Voice-over is good as long as you are not describing what the audience is already seeing.
And New York Times correspondent, Sharon Waxman, in her book, Rebels on the Backlot, HarperCollins, 2005, pp. 175-6, had this to say about voice-over narration:
[Screenwriter, Jim] Uhls had worked from a draft (of Fight Club) written by Ross Bell that had no voice-over, following a Hollywood rule that voice-overs were hackneyed and trite. [Director, David] Fincher disagreed, saying the humor in the movie came from the narrator’s voice, and put the voice-over back in. Apparently several other cutting-edge filmmakers agreed, because the long-abandoned device also showed up in American Beauty, the elegantly tortured film by another voice of the new generation of filmmakers, Sam Mendes.

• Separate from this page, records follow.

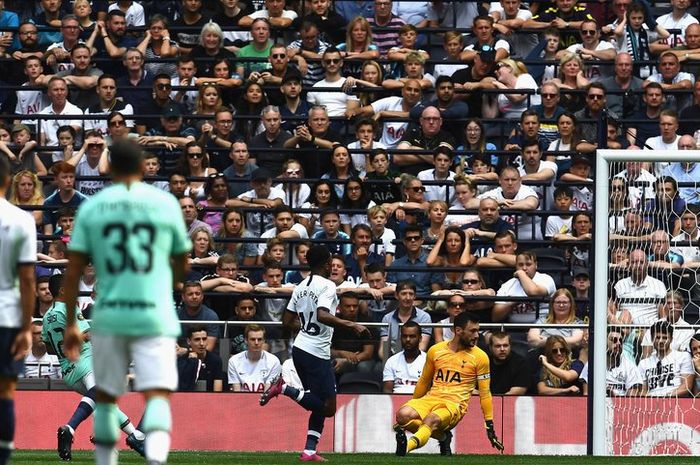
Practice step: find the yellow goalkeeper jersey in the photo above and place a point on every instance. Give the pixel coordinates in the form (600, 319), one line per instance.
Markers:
(452, 376)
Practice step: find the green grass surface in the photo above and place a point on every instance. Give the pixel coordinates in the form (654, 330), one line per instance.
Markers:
(233, 458)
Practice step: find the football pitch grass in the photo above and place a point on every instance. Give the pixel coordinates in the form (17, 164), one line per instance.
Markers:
(267, 458)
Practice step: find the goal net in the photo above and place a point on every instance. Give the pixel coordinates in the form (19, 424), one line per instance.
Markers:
(647, 294)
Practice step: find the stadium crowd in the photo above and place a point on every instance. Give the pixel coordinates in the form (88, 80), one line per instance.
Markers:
(443, 152)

In that film it was Kevin Spacey, already dead, who narrated. (In the years that followed, voice-over again became an acceptable, even common device, with Charlie Kaufman finally poking fun at the ironclad Hollywood “rule” in Adaptation, in which his self-referential character Charles Kaufman sits in Robert McKee’s screenwriting seminar. While Kaufman’s thoughts are heard in voice-over, McKee is shouting that only an idiot would use voice-over as a device in a movie.)
To all the writers out there who have struggled year in and year out attempting to write screenplays that fit what the gurus and experts proclaim selling scripts must be:
Ignore the experts. Write to your passion. Tell your stories effectively, and any “old” way that does the job. Become that story’s champion. Become that gatekeeper’s “barbarian” at that gate, and breach those walls. #
Lee A. Matthias
Quote of the Post:
If opportunity doesn't knock, build a door.